Infinite Jest: A Reader's Guide by Stephen Burn (Shane's book 21, 2009)

A new baby has been keeping me far too busy to do Infinite Summer this year. However I managed to get a little of the flavour of IJ by reading this slim analysis of David Foster Wallace's exhaustive - and exhausting - novel.

[amtap book:isbn=082641477X]

Stephen Burn, who according to the jacket teaches at the University of Durham, provides a short biography of DFW, an overview of the key events and themes of IJ, as well as chapters on how the novel was received and how it performed. As James mentioned in his review, Burn also unscrambles the chronology of the book and provides a handy timeline.

The second chapter - the overview of the novel - is the most important and forms about half of the book.
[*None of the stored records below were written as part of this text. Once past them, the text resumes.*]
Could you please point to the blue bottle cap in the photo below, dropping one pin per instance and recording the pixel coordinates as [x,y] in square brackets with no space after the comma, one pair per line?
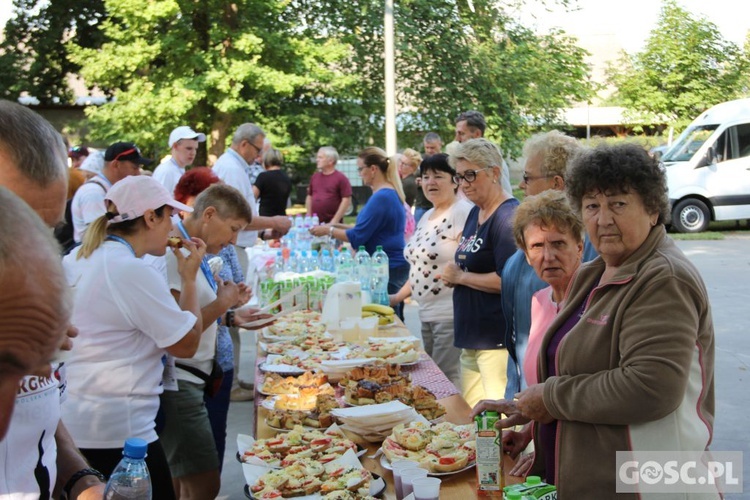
[135,448]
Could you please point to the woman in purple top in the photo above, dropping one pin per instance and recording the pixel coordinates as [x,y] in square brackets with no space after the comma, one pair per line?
[382,220]
[628,363]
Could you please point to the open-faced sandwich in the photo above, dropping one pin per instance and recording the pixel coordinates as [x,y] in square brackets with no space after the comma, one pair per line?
[287,449]
[273,383]
[440,448]
[320,417]
[307,477]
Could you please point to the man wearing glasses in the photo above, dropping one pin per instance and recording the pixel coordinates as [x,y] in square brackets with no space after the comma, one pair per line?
[547,156]
[471,125]
[122,159]
[183,144]
[233,167]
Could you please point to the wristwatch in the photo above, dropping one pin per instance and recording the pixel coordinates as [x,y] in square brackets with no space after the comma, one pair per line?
[77,476]
[229,318]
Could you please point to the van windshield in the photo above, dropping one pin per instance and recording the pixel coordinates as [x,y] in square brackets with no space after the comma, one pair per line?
[688,143]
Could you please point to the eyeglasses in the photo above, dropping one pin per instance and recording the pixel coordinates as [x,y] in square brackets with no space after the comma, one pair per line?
[126,152]
[469,176]
[526,178]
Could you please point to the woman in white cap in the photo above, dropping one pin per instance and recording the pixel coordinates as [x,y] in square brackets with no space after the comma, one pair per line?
[128,321]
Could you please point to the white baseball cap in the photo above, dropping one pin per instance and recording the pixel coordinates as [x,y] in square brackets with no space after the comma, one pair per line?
[185,132]
[135,194]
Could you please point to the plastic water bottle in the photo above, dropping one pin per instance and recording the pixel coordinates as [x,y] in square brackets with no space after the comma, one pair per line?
[130,479]
[313,261]
[278,264]
[326,261]
[302,262]
[292,263]
[362,260]
[379,281]
[345,267]
[298,233]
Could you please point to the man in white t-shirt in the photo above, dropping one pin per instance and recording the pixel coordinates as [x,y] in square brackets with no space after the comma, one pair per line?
[233,168]
[37,454]
[122,159]
[183,144]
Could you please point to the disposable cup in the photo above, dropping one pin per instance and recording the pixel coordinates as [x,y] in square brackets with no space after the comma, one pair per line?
[407,476]
[368,327]
[426,488]
[399,466]
[349,330]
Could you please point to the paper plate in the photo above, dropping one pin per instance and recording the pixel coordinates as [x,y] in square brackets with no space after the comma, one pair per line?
[266,367]
[386,464]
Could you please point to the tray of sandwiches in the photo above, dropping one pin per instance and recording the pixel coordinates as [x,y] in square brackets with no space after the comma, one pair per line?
[285,449]
[293,325]
[274,384]
[401,350]
[305,400]
[342,478]
[319,417]
[297,362]
[382,383]
[315,344]
[442,449]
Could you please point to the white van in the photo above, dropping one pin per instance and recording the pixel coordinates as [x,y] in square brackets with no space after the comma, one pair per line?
[708,168]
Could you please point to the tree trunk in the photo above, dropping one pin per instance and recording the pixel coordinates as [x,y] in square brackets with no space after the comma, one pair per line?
[218,137]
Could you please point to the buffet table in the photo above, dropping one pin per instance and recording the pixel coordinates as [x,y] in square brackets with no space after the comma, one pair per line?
[426,373]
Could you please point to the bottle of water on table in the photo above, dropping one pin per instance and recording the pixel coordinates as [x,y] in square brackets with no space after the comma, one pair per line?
[130,480]
[379,281]
[363,262]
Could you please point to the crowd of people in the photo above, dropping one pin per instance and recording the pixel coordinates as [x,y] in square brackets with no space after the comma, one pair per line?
[549,311]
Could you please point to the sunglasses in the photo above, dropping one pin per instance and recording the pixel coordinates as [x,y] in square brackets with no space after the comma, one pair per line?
[469,176]
[526,178]
[127,152]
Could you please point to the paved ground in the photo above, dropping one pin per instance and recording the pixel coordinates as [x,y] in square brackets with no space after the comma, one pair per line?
[725,266]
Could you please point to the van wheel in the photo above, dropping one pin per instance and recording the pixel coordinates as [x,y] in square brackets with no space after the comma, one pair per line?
[691,216]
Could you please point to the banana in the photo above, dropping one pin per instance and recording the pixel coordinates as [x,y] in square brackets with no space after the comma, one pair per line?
[385,320]
[379,309]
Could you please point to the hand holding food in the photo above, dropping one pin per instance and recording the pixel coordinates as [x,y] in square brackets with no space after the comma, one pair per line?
[385,314]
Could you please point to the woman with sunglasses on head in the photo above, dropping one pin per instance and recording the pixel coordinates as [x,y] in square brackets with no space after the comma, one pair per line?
[382,220]
[219,214]
[486,243]
[127,322]
[433,246]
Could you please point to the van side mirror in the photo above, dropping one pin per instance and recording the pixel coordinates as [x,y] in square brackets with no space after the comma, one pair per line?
[711,156]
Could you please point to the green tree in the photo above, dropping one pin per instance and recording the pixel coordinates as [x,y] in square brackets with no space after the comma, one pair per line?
[453,56]
[211,64]
[33,56]
[685,67]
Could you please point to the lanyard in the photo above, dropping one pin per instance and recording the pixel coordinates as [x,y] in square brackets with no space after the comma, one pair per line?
[106,181]
[112,237]
[204,263]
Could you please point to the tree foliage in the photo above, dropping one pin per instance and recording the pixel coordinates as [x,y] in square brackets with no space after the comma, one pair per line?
[685,67]
[33,54]
[311,71]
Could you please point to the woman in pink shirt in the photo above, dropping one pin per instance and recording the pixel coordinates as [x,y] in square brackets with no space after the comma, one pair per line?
[551,235]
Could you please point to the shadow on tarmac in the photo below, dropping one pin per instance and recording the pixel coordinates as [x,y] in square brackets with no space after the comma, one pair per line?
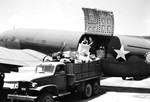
[78,97]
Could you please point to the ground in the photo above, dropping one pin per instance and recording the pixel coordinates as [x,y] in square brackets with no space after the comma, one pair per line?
[115,90]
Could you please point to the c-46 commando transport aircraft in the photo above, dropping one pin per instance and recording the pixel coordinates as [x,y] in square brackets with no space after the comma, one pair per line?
[125,56]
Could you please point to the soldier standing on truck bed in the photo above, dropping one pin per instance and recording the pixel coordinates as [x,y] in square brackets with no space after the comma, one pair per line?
[92,45]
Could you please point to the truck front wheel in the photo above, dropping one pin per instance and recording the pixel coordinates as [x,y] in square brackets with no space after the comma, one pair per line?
[88,90]
[46,97]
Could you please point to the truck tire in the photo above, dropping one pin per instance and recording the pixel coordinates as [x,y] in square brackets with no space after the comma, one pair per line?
[88,90]
[95,87]
[46,97]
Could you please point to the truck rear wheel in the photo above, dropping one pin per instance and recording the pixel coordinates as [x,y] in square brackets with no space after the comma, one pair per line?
[95,88]
[47,97]
[88,90]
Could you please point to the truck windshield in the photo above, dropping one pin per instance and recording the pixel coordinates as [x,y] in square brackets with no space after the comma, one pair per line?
[45,68]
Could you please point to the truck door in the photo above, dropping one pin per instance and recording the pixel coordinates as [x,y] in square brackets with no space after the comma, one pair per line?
[60,77]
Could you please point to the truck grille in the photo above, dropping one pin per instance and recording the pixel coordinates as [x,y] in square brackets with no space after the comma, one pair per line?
[24,86]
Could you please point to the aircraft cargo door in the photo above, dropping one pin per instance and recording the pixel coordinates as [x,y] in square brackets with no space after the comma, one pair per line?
[98,22]
[99,28]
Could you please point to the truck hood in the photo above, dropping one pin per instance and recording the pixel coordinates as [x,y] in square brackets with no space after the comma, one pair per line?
[26,76]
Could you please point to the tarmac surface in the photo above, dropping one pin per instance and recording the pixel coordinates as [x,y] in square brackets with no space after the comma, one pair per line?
[114,90]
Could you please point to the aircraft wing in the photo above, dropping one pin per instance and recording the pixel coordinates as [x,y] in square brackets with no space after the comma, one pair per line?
[10,59]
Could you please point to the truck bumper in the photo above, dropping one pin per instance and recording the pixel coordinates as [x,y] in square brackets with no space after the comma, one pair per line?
[21,97]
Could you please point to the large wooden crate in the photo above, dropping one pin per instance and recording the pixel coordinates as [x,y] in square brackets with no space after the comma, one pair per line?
[83,71]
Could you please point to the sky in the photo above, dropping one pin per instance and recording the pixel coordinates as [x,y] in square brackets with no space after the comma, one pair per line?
[132,17]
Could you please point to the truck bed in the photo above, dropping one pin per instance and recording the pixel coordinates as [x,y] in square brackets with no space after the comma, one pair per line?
[82,71]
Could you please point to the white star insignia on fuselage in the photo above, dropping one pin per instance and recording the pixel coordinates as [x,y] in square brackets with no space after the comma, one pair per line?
[121,53]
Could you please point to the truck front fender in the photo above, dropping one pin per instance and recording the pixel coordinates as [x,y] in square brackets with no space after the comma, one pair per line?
[48,88]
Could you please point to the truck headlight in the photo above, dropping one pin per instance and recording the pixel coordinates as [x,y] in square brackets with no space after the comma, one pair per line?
[34,84]
[16,85]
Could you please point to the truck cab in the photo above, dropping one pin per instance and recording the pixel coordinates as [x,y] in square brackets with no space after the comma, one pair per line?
[49,77]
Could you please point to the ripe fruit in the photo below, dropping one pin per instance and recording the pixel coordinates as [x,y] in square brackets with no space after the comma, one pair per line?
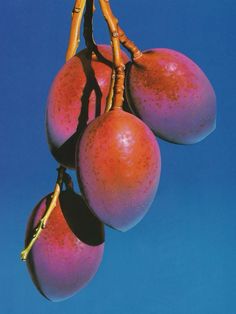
[119,165]
[172,95]
[77,95]
[69,250]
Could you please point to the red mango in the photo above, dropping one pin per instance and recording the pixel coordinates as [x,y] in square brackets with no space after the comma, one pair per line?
[68,251]
[172,95]
[77,95]
[119,163]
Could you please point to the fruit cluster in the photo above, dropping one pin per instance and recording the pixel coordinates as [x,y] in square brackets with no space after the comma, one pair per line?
[111,144]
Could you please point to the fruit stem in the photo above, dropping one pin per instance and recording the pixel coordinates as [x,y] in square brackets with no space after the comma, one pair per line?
[117,59]
[88,25]
[43,221]
[74,39]
[129,44]
[111,91]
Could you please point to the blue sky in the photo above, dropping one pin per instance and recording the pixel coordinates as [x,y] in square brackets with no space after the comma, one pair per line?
[181,258]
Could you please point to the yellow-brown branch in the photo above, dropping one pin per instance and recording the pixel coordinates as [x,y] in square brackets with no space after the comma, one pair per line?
[74,39]
[111,91]
[117,59]
[43,221]
[129,44]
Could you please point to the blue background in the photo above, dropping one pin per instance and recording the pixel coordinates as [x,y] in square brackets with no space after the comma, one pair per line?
[182,257]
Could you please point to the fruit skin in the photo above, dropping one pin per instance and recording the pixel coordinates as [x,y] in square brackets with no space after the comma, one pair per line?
[119,163]
[77,95]
[172,95]
[64,258]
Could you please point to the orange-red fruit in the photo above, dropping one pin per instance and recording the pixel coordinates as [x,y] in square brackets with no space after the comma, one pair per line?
[77,95]
[69,250]
[172,95]
[119,163]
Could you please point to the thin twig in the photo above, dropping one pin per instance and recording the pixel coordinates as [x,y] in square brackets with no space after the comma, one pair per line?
[117,59]
[43,221]
[74,39]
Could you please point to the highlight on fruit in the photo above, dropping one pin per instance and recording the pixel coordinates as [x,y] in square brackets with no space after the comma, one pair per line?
[104,113]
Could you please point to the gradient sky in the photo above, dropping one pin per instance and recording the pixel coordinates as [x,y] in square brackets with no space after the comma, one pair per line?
[181,259]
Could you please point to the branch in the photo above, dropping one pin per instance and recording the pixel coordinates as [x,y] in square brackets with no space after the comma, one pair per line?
[88,24]
[129,45]
[117,59]
[74,39]
[43,221]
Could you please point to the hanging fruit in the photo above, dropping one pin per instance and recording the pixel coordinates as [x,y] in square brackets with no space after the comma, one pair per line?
[115,153]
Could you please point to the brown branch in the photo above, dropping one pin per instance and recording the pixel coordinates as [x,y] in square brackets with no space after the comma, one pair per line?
[43,221]
[88,25]
[74,39]
[117,59]
[111,91]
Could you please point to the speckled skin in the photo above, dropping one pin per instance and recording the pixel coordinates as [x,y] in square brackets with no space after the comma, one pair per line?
[172,95]
[60,263]
[119,168]
[77,95]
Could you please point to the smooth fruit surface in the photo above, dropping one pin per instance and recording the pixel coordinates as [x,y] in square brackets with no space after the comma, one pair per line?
[119,163]
[172,95]
[77,95]
[69,250]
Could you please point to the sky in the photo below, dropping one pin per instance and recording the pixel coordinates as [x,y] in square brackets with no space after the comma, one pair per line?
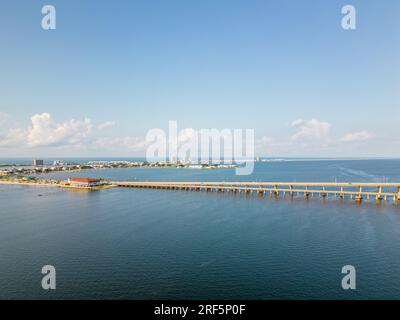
[113,70]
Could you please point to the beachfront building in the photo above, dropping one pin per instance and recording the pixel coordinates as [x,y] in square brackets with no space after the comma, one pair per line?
[38,163]
[84,182]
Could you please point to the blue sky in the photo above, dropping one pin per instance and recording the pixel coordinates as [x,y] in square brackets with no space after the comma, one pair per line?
[283,68]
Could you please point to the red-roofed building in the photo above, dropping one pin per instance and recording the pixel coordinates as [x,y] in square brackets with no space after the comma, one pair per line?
[84,182]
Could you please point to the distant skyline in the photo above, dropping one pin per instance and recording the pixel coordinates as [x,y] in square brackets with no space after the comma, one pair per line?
[111,71]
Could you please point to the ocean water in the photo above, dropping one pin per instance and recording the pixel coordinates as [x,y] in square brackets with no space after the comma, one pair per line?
[161,244]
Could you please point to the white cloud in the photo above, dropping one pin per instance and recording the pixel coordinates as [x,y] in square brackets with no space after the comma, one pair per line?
[310,129]
[45,132]
[14,136]
[357,136]
[107,124]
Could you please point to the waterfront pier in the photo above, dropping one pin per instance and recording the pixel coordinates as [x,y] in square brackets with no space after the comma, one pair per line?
[357,191]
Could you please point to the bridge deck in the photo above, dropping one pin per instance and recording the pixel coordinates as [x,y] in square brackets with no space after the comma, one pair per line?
[358,190]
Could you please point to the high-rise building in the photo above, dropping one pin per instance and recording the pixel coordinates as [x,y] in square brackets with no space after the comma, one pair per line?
[38,163]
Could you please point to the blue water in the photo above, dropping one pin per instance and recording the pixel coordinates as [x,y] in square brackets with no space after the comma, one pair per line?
[159,244]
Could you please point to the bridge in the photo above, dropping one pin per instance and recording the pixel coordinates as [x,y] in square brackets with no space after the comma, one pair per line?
[358,191]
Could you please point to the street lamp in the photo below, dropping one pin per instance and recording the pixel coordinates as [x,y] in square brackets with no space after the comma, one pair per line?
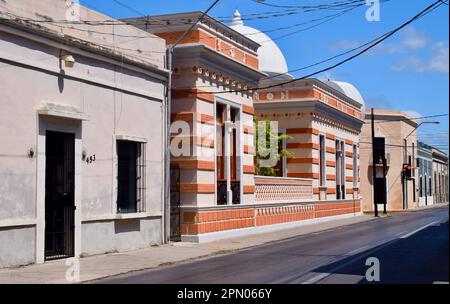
[404,177]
Burn concentrates particularly on the missing year that DFW's narrative largely skips. Rightly, he believes that year to be the key to fully understanding the novel and offers some good suggestions as to what may have happened. My only criticism is that he seems to think the possibilities are mutually exclusive, whereas it strikes me that all of them may have happened.

Anyway, to say more would risk spoiling IJ for anyone who hasn't read it so I'll leave it at that.

If you're reading Infinite Jest this summer and you find that you love it as much as I did, I'd recommend following-up with Burn's book both to add a little context and to fill in the blanks.